Fenomeno diffuso fra le imprese di ogni taglia e settore
Nel complesso, dal novembre 2012 alla fine dello scorso anno attraverso i mini-bond sono stati raccolti 16,9 miliardi grazie a 467 emissioni effettuate da 326 imprese diverse. Considerando soltanto le operazioni condotte da Pmi l’ammontare complessivo è di 2,9 miliardi, mentre le obbligazioni sotto i 50 milioni hanno garantito nel complesso 3,2 miliardi. Il dato più rilevante, se si guarda il mondo delle imprese, è che l’accelerazione appare diffusa indipendentemente dalla taglia dell’emittente e dai settori di provenienza: dei 170 mini-Bond che hanno visto la luce nel 2017 (in crescita rispetto ai 110 dell’anno precedente) ben 147 sono inferiori a 50 milioni e, se si guarda ancora una volta al dato complessivo, più del 50% delle emissioni risulta sotto la soglia dei 5 milioni.
Il denaro è poi stato utilizzato soprattutto finanziare la crescita interna dell’azienda che ha emesso il mini-bond, finalità perseguita nel 63% dei casi all’interno del campione del report e seguita a debita distanza dall’obiettivo di ristrutturare le passività dell’impresa (21%, in particolare per le grandi imprese), di perseguire strategie di crescita esterna tramite acquisizioni (11%) e infine in minima parte dal fabbisogno di alimentare il ciclo di cassa del capitale circolante.
Le prospettive sono ancora vivaci
Fin qui la fotografia attuale, ma il mercato dei mini-bond promette di restare vivace anche nei prossimi mesi, e non soltanto perché i tassi sui mercati obbligazionari si mantengono su livelli storicamente bassi. «Tenendo anche conto della necessità di rifinanziare ben 51 titoli che giungeranno a scadenza per complessivi 2 miliardi – osserva Giudici – per il 2018 ci attendiamo una crescita del mercato e delle emissioni in linea con quella registrata lo scorso anno». Si prevedono anche nuove operazioni simili a Elite Basket Bond (l’emissione contestuale di obbligazioni di durata decennale che lo scorso dicembre ha coinvolto 10 società Elite italiane) che potrebbero avere una valenza importante dal punto di vista finanziario, in particolare nell’attirare risorse dall’estero, ma anche rispetto al messaggio culturale destinato alle stesse Pmi.

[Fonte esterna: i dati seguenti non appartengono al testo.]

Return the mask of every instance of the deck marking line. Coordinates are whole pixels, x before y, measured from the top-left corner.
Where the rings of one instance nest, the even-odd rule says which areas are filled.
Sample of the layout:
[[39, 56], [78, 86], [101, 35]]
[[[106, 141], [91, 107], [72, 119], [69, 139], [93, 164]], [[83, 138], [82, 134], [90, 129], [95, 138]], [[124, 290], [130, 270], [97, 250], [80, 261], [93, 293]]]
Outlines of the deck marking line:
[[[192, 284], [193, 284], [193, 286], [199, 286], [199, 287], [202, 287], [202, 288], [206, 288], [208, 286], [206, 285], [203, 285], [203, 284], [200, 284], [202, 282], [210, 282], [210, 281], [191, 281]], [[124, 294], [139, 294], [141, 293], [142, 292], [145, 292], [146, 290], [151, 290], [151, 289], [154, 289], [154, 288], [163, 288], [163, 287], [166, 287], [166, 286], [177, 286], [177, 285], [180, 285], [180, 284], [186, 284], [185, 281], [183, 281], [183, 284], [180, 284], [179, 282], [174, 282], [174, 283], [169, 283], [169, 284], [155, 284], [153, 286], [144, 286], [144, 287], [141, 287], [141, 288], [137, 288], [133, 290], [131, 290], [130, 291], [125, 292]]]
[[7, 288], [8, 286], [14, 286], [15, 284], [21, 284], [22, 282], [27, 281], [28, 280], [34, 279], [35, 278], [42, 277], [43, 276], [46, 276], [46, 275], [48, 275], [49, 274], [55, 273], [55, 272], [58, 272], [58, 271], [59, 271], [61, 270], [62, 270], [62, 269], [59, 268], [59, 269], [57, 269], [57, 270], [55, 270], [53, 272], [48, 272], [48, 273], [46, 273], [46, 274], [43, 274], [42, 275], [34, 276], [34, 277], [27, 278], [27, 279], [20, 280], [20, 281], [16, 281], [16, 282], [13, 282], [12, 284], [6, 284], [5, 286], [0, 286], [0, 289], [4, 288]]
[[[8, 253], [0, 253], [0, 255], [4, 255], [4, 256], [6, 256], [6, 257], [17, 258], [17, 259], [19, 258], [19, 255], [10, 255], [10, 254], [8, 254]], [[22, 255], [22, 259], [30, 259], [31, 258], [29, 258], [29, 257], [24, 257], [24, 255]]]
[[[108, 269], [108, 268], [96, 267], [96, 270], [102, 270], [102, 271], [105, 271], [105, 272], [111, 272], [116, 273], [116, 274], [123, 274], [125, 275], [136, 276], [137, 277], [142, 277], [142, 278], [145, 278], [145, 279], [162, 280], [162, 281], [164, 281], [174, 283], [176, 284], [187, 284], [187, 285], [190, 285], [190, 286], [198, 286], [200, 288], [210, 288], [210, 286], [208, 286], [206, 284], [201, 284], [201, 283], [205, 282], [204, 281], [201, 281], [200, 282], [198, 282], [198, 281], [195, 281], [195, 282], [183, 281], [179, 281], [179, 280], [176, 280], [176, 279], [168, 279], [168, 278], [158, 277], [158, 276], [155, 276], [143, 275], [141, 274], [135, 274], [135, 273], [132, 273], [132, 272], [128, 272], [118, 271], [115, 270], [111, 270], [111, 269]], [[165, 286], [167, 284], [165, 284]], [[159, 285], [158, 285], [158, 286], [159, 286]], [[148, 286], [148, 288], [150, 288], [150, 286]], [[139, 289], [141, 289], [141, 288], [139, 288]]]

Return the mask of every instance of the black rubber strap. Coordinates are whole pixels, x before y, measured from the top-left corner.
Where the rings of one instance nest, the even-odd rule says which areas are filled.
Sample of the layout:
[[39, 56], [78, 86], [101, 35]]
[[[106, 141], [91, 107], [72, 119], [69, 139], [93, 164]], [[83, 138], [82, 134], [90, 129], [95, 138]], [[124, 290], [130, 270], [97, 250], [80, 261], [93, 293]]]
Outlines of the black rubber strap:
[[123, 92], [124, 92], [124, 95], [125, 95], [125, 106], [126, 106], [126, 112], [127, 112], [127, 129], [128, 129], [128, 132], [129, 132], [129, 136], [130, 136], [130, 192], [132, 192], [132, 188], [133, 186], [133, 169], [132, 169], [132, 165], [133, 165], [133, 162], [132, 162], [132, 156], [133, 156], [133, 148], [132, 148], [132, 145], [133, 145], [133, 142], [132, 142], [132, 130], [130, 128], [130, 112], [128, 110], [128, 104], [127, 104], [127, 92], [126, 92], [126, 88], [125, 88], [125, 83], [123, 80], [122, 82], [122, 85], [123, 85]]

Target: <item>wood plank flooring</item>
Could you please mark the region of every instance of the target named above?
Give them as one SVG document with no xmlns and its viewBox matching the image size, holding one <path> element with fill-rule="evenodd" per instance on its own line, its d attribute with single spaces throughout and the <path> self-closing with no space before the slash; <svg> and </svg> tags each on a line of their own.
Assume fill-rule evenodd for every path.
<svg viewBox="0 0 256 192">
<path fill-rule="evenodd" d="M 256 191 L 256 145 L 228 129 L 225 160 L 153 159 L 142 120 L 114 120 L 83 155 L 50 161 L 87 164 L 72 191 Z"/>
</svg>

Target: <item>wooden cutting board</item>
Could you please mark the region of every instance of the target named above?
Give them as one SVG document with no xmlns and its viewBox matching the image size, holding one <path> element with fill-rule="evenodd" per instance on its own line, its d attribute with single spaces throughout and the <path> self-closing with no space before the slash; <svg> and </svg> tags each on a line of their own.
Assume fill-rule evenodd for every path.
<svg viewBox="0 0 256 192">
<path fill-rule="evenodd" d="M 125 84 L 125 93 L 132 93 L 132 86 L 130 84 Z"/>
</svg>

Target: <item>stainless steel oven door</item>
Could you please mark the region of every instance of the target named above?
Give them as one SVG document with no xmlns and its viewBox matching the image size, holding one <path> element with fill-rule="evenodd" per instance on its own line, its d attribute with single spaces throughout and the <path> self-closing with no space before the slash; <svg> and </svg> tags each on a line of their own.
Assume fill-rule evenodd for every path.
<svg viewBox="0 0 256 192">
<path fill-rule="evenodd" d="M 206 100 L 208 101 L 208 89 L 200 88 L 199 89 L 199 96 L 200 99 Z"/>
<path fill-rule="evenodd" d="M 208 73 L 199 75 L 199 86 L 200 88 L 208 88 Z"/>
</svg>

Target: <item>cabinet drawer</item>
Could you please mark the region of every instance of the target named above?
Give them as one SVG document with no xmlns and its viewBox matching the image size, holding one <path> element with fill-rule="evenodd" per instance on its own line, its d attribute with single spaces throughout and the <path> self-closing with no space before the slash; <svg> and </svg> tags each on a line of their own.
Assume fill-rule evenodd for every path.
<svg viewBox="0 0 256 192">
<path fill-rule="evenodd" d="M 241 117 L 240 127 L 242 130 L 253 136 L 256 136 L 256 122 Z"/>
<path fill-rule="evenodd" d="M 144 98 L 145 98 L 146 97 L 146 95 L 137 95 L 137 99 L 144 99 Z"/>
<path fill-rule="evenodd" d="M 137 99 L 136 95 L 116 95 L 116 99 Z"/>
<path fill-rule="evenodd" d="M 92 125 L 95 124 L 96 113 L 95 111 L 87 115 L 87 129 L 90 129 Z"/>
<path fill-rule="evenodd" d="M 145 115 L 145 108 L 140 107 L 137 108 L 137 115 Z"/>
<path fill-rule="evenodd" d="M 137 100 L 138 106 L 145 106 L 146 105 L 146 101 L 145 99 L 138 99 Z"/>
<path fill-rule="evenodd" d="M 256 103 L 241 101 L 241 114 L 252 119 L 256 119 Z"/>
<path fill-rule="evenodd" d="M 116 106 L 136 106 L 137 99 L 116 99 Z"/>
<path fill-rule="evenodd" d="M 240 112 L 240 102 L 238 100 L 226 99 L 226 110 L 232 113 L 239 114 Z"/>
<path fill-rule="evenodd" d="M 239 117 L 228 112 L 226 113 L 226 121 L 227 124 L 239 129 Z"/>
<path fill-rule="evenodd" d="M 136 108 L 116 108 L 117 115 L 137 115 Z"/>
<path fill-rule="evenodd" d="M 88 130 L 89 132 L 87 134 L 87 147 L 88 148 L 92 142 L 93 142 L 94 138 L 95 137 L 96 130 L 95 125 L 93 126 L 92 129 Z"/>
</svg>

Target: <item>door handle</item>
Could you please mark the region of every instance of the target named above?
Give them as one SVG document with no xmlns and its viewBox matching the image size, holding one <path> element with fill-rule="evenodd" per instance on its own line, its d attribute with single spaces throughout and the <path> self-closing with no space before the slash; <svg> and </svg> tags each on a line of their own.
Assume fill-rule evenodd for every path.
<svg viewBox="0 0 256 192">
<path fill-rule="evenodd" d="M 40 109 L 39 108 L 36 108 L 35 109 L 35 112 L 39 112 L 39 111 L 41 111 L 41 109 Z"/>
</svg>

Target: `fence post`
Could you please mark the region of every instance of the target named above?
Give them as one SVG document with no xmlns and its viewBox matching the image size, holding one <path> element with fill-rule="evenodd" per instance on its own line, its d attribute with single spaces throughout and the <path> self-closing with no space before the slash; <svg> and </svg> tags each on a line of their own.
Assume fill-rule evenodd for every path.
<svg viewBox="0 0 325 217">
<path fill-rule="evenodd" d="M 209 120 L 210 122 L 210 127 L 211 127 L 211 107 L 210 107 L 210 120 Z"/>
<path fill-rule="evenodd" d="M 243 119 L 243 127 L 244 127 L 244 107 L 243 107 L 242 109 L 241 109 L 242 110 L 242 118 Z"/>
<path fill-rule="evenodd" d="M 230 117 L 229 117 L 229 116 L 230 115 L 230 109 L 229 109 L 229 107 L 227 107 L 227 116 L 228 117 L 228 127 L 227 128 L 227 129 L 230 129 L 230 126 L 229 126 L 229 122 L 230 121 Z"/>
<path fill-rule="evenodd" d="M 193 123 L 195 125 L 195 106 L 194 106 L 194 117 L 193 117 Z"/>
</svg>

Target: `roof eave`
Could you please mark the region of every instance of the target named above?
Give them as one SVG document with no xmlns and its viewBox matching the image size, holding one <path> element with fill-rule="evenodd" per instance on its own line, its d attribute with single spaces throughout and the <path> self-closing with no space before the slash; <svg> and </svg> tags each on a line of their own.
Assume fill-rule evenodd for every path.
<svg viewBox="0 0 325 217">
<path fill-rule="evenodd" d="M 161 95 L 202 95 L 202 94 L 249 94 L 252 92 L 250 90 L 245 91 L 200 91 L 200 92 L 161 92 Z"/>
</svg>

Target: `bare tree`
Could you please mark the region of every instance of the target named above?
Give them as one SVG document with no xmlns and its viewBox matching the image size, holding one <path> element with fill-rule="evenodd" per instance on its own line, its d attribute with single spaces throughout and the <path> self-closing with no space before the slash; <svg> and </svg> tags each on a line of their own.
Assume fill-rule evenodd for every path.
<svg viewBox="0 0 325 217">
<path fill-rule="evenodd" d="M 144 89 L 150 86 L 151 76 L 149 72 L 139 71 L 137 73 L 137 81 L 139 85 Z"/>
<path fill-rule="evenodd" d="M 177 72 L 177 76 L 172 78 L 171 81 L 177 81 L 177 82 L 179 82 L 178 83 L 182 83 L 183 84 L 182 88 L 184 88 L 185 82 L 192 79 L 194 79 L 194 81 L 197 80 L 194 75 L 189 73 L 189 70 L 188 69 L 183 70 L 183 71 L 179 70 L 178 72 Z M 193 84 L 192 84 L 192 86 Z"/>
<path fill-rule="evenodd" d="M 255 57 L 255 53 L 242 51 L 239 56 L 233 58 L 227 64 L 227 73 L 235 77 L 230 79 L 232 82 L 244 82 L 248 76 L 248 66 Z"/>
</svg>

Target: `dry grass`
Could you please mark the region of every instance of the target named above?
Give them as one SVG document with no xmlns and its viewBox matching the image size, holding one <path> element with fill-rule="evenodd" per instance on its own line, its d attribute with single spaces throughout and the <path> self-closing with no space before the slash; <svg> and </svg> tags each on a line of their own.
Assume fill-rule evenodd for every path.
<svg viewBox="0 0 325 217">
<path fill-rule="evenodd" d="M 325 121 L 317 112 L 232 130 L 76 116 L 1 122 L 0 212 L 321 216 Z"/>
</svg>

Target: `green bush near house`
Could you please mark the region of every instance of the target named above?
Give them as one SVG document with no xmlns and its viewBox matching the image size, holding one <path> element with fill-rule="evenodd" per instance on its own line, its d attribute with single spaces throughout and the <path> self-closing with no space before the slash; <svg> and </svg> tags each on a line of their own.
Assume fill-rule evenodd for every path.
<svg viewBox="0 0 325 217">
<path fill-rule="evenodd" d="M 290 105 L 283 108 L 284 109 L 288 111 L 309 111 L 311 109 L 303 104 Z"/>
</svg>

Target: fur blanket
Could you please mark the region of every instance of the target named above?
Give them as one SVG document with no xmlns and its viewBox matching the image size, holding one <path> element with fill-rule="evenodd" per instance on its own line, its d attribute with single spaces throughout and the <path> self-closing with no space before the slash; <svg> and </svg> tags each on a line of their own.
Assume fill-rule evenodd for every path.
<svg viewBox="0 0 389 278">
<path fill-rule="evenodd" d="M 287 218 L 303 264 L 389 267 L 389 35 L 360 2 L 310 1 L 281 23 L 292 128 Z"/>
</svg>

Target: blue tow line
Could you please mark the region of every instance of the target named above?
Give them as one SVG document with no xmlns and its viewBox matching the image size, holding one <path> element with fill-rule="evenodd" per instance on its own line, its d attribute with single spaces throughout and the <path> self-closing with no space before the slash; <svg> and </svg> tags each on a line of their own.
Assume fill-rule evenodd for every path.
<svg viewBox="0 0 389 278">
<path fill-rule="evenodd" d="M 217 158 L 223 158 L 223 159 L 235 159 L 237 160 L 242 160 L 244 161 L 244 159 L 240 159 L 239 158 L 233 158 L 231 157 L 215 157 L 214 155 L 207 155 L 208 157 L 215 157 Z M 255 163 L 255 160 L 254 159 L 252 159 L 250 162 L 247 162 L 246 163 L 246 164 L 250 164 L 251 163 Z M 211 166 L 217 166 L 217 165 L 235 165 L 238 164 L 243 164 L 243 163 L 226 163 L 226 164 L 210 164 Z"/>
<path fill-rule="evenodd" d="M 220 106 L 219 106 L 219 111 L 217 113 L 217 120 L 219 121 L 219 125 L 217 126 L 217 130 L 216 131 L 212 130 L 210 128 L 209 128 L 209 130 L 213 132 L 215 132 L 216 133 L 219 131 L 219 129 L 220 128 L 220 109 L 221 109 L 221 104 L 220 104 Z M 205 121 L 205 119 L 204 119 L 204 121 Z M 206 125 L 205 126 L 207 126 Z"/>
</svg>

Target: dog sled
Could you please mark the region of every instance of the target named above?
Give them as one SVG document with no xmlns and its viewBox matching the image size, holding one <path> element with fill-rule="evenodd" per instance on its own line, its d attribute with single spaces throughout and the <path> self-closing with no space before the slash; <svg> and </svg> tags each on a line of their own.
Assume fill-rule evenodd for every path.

Con i Pir un rapporto ancora non sbocciato
Allargare il raggio degli investitori resta in effetti l’obiettivo principale del mini-bond. «L’anno passato ha visto confermarsi il ruolo di rilievo dei fondi chiusi di private debt, un aumento del ruolo delle banche nazionali e un crescente attivismo dalle finanziarie regionali e dei Confidi, oltre all’investimento diretto da parte della Cdp, ma la cerchia appare ancora troppo limitata rispetto al potenziale», ammette Giudici. All’appello mancano soggetti quali le assicurazioni (che si focalizzano quasi esclusivamente su emissioni sopra i 50 milioni), i fondi pensione e le casse previdenziali. E non si sono praticamente quasi viste le auspicate sinergie con i Pir, che finora investono in modo davvero marginale su questo strumento, soprattutto a causa della sua scarsa liquidità: lo sviluppo futuro, in fondo, passa anche da questa strada.